A driver in Passau has been hit with a €5,000 fine because he was caught by traffic police giving the middle finger.

Driver in Bavaria gets €5,000 fine for giving the finger to speed camera

The district court of Passau sentenced the 53-year-old motorist to the fine after he was caught making the rude gesture in the direction of the speedometer last August on the A3 near the Donautal Ost service area, reported German media. 

The man was not caught speeding, however. According to traffic police who were in the speed camera vehicle at the time, another driver who had overtaken the 53-year-old was over the speed limit. 

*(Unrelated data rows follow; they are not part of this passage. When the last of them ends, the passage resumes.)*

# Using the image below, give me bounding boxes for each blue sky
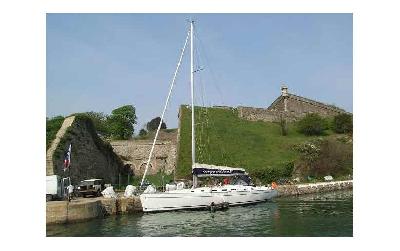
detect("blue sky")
[47,14,352,131]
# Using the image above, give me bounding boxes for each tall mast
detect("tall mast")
[190,21,197,188]
[140,28,190,187]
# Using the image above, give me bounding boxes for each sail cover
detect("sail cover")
[192,163,247,177]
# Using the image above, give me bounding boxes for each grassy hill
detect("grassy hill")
[176,106,341,182]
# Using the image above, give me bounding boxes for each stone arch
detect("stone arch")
[123,164,135,175]
[140,162,153,174]
[130,163,136,175]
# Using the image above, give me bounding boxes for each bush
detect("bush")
[314,138,352,177]
[249,162,294,184]
[297,113,327,136]
[46,116,64,150]
[333,113,353,134]
[293,138,353,178]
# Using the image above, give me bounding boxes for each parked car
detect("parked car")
[77,179,105,197]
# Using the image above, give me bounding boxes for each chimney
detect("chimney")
[281,85,288,97]
[281,85,288,112]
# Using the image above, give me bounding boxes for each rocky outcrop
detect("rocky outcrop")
[50,115,124,184]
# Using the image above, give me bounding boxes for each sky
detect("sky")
[47,14,352,131]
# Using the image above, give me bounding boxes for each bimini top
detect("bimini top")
[192,163,247,177]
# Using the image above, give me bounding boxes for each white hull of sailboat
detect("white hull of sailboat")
[140,185,278,212]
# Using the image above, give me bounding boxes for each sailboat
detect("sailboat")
[139,21,278,212]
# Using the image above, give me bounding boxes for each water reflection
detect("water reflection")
[47,190,352,237]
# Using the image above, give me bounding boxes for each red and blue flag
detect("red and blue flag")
[63,144,71,170]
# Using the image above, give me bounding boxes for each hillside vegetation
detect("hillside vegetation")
[176,106,351,183]
[51,114,126,184]
[46,116,65,150]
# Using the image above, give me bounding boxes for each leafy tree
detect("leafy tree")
[146,117,167,131]
[139,128,148,138]
[333,113,353,134]
[83,111,110,137]
[107,105,137,140]
[297,113,327,136]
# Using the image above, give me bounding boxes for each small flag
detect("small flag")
[63,144,71,171]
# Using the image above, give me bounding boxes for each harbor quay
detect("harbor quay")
[46,196,142,225]
[46,180,353,225]
[276,180,353,197]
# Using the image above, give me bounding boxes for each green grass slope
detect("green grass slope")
[46,116,65,150]
[176,106,332,181]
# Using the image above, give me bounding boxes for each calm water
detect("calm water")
[47,190,353,237]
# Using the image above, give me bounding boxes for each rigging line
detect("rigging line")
[140,29,190,187]
[194,28,226,106]
[194,27,231,166]
[195,28,230,167]
[194,40,211,164]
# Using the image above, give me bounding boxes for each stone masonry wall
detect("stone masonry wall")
[271,94,346,118]
[238,93,348,123]
[51,117,124,184]
[237,106,297,123]
[46,196,142,225]
[276,180,353,197]
[110,132,178,176]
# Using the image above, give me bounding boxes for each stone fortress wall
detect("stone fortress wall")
[46,116,76,175]
[237,86,349,123]
[50,116,124,184]
[46,86,350,180]
[117,85,350,176]
[110,130,178,176]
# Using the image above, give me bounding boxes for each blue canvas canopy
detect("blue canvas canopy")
[192,163,247,177]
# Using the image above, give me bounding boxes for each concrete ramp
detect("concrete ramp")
[46,116,75,175]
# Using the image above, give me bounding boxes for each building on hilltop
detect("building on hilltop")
[238,85,349,122]
[268,85,347,117]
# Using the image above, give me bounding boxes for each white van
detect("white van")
[46,175,71,201]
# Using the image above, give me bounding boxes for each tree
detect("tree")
[107,105,137,140]
[146,117,167,131]
[333,113,353,134]
[297,113,327,136]
[139,128,148,138]
[83,111,110,137]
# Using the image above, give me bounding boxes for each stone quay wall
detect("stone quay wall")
[276,180,353,197]
[46,181,352,225]
[46,196,142,225]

When analysing the photo, the officers discovered the slower driver’s middle finger gesture and filed a criminal complaint.

The driver initially filed an objection against a penalty order, and the case dragged on for several months. However, he then accepted the complaint. He was sentenced to 50 ‘unit fines’ of €100 on two counts of insulting behaviour, amounting to €5,000.

READ ALSO: The German rules of the road that are hard to get your head around

In a letter to police, the man said he regretted the incident and apologised. 

Police said it was “not a petty offence”, and that the sentence could have been “even more drastic”.

People who give insults while driving can face a prison sentences of up to a year.

“Depending on the nature and manner of the incident or in the case of persons with a previous conviction, even a custodial sentence without parole may be considered for an insult,” police in Passau said. 

What does the law say?

Showing the middle finger to another road user in road traffic is an offence in Germany under Section 185 of the Criminal Code (StGB). It’s punishable by a prison sentence of up to one year or a fine.

People can file a complaint if someone shows them the middle finger in road traffic, but it usually only has a chance of success if witnesses can prove that it happened.

As well as the middle finger, it can also be an offence to verbally insult someone.